16. An increase in government spending financed by borrowing changes people’s expectations about future taxation such
that current consumption expenditures
fall. The increase in expenditures makes it likely that future taxes will create smaller distortions.
fall. The increase in expenditures makes it likely that future taxes will create larger distortions.
rise. The increase in expenditures makes it likely that future taxes will create smaller distortions.
rise.

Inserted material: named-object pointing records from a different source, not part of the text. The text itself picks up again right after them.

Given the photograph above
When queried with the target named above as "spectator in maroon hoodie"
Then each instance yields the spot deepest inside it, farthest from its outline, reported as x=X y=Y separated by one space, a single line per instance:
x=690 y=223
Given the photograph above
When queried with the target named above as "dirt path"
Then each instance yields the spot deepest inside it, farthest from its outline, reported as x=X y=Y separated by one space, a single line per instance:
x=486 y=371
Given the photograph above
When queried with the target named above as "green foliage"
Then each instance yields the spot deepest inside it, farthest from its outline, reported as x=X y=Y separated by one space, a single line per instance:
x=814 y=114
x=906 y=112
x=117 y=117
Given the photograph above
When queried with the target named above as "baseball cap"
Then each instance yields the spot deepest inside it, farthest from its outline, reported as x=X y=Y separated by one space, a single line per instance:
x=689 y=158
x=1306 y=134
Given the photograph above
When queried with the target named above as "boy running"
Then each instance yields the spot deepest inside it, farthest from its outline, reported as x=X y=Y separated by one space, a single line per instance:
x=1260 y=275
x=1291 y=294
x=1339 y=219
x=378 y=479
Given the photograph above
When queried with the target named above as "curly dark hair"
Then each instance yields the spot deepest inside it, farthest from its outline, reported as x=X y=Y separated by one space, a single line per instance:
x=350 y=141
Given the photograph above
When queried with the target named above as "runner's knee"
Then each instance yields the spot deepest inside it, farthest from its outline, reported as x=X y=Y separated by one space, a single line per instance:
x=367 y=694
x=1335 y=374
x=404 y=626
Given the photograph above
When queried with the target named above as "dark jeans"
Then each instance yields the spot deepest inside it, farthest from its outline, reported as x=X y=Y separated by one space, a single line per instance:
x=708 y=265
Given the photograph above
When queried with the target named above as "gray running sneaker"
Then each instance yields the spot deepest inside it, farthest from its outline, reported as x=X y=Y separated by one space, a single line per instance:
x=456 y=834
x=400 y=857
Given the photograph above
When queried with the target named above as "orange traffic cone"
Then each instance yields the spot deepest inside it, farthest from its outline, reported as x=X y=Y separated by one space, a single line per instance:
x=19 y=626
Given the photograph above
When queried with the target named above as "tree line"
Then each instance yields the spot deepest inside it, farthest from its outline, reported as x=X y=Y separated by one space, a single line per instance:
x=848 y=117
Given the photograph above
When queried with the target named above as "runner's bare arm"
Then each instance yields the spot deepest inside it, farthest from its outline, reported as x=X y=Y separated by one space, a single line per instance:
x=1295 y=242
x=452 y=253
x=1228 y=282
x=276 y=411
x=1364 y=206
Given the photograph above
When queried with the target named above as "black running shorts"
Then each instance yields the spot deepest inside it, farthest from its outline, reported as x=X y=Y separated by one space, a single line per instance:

The increase in expenditures makes it likely that future taxes will create larger distortions.
17. Which of the following would those in favor of increasing government spending rather than decreasing taxes to prop
up aggregate demand probably not agree with?
Traditional Keynesian analysis indicates that increases in government purchases are a more potent tool than
decreases in taxes for increasing aggregate demand.
Increased government spending on “shovel–ready” projects can be helpful to boost aggregate demand.
Increases in government spending offer a greater “bang for the buck” than decreases in taxes.
When the government gives a dollar in tax cuts to a household, that dollar immediately and fully adds to
aggregate demand.
18. Which of the following is not a valid point in debating the merits of increasing government expenditures or cutting
taxes during a recession?
A cut in the marginal tax rate increases the incentives to find a job and work longer hours.
Consumers will save a portion of a tax cut.
The government may use the increase in expenditures on projects with little value, particularly if it wishes to
respond quickly.
There is no evidence that tax cuts have been followed by increases in economic growth.